What are common law rights?
Answer
Rights developed through English legal tradition
Explanation
Common law rights are the legal protections that developed over centuries through English judicial decisions rather than through statutes, and that the American colonies inherited and incorporated into their own legal systems. The common law began in England after the Norman Conquest in 1066, when royal judges traveled the country resolving disputes according to consistent principles, gradually creating a single body of law common to the entire realm. Over the following five centuries, judges built on prior decisions through the doctrine of precedent, called stare decisis, meaning to stand by things decided.
Common law was contrasted with civil law systems on the European continent, which derived from Roman law and codified statutes, and with ecclesiastical and equity courts that operated under different rules.

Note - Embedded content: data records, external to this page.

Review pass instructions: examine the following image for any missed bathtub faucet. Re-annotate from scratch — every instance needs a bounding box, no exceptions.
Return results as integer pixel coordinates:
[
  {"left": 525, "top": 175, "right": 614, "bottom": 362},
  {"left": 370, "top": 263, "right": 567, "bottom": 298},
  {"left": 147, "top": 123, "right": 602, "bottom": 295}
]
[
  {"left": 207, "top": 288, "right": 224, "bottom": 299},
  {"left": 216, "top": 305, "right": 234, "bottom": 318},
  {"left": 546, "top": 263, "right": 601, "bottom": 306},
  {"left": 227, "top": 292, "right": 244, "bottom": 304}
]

Specific common law rights that flowed into American constitutional protection include the right to trial by jury, the writ of habeas corpus to challenge unlawful detention, the privilege against self-incrimination, the requirement of probable cause for arrests and warrants, the prohibition on double jeopardy, and the right of the accused to confront witnesses. Property rules, contract enforcement, tort remedies for personal injury, and family law also grew out of common law.
The English Bill of Rights of 1689, while a statute, codified many common law liberties and was read as confirming pre-existing rights. American colonists treated common law as their birthright. Colonial courts applied common law rules from the earliest English settlements, and lawyers trained in William Blackstone's Commentaries on the Laws of England, published from 1765 to 1769, knew common law as the operating system of legal practice.
When the Founders drafted the Constitution and Bill of Rights, many of their protections were already settled common law principles, which they elevated to constitutional status. The Seventh Amendment, for example, preserves the right to jury trial in civil cases at common law where the value in controversy exceeds twenty dollars. Common law continues to operate alongside statutes in the United States. State courts apply common law rules in tort, contract, and property cases unless the legislature has displaced them. Federal courts apply state common law in diversity cases under the rule of Erie Railroad v. Tompkins decided in 1938. The interaction between statute and common law remains a defining feature of the American legal system.
Why this matters for your test
Recognizing common law rights helps a citizen understand that many fundamental American legal protections did not start in 1787 or 1791. They were inherited from a long English tradition and elevated to constitutional status by the Founders. The continuing role of common law also explains why courts often shape legal rules without legislatures.